If you’re interested in blogging for REPS, check out our current series to see if any interest you! Or suggest something new!
Each post in the REPS Recommends series features a review of a recreational book, film, or other type of media that is relevant or connects with our profession. We interpret this broadly to include any media (books, films, tv shows, video games, comics, etc.) that have to do with archivists, librarians, book conservators or other related professions, or archives, libraries, historical research, or other subjects that overlap with the archives world.
The posts in this series discuss tips, tricks, and other pieces of advice to help students and early professionals navigate the archives profession and take advantage of opportunities. Topics should be be relevant to students, early professionals, and seasoned veterans of the profession.
This series gives REPS members a chance to profile the institutions they work for, and give students an introduction to the repositories in the area.
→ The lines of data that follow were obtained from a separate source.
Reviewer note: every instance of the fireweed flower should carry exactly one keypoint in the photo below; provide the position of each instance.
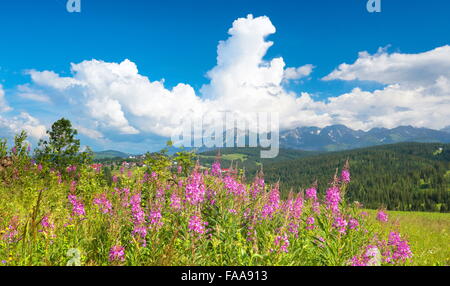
(196, 225)
(233, 187)
(117, 253)
(340, 224)
(293, 228)
(258, 187)
(97, 167)
(311, 194)
(195, 189)
(333, 199)
(73, 186)
(274, 203)
(11, 234)
(103, 203)
(400, 248)
(345, 176)
(216, 169)
(46, 223)
(211, 195)
(353, 223)
(77, 206)
(297, 208)
(316, 207)
(382, 216)
(138, 219)
(282, 243)
(370, 257)
(310, 223)
(175, 201)
(156, 219)
(136, 210)
(71, 169)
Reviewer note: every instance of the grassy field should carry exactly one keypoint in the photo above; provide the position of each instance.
(428, 234)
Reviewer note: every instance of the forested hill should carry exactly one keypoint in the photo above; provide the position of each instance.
(406, 176)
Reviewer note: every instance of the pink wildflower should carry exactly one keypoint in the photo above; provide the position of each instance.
(382, 216)
(117, 253)
(197, 225)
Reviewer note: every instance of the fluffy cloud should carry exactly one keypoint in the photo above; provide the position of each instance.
(9, 125)
(23, 121)
(114, 98)
(406, 69)
(298, 73)
(3, 105)
(24, 91)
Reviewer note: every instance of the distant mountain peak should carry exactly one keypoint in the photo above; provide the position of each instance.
(340, 137)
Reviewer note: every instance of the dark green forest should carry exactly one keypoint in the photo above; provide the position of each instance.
(404, 177)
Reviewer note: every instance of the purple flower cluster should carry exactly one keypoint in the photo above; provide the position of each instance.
(77, 206)
(216, 170)
(156, 219)
(345, 176)
(196, 225)
(340, 224)
(117, 253)
(195, 189)
(138, 217)
(333, 198)
(175, 201)
(400, 248)
(382, 216)
(282, 243)
(311, 194)
(273, 204)
(233, 187)
(103, 203)
(310, 221)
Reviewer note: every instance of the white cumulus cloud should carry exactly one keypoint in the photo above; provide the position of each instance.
(116, 99)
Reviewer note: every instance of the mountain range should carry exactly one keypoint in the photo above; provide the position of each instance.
(335, 138)
(340, 137)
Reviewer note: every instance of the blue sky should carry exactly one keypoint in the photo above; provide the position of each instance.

Profiles can include information about the mission, collections, structure, and facilities of the repository, as well as the nature of the work that the writer performs. Please attain the permission of the repository before writing a profile and make sure all information is appropriate for the public.
If you are interested in submitting a blog post, please contact the Website and Social Media Coordinator, Blake Relle (brelle [at] cox.net) with a brief summary of what your post would be about.
We do not have a rigorous policy on length of posts, but we would recommend a 1000 word maximum. The average length of our blog posts is around 500 words.
Plagiarism and Citing Your Sources
Do not plagiarize material from other sources. This includes directly lifting any portion of a text without quoting and attributing it. In general, if you use or refer to material from any source, you should cite it in some way. There does not need to be a formal bibliography, but do at least give the author, title, website, and/or link to which you are referring.
Code of Conduct
Do not attack individuals or groups. Do not make discriminatory, sexist, ableist, or ageist remarks. Treat others with respect and behave like a professional.
The text of your blogpost belongs to you. We do not claim ownership of it and will not repost it in any fashion without your permission. We invite you to register it with a Creative Commons license of your choice. If you do so, please include a license disclaimer at the end of your post.
Please use images to which you have the rights, or which are in the public domain or published under a creative commons license. Here’s a good introduction to using Creative Commons images.
Here are some resources for images with Creative Commons licenses. Please make sure you check out the permissions of any individual images you wish to use!
Flickr: The Commons – These are collections uploaded by cultural institutions from around the world.
Flickr’s Creative Commons Images – This includes images uploaded by users.
Wikimedia Commons – A database of freely usable media created collaboratively.
For book covers in the case of reviews, REPS has a developer key to utilize LibraryThing’s Free Book Covers database. We will locate a cover for your book if it is available.
If using photos you have taken of archival materials, please consult the institution’s reproduction policy and the permissions for the specific collection.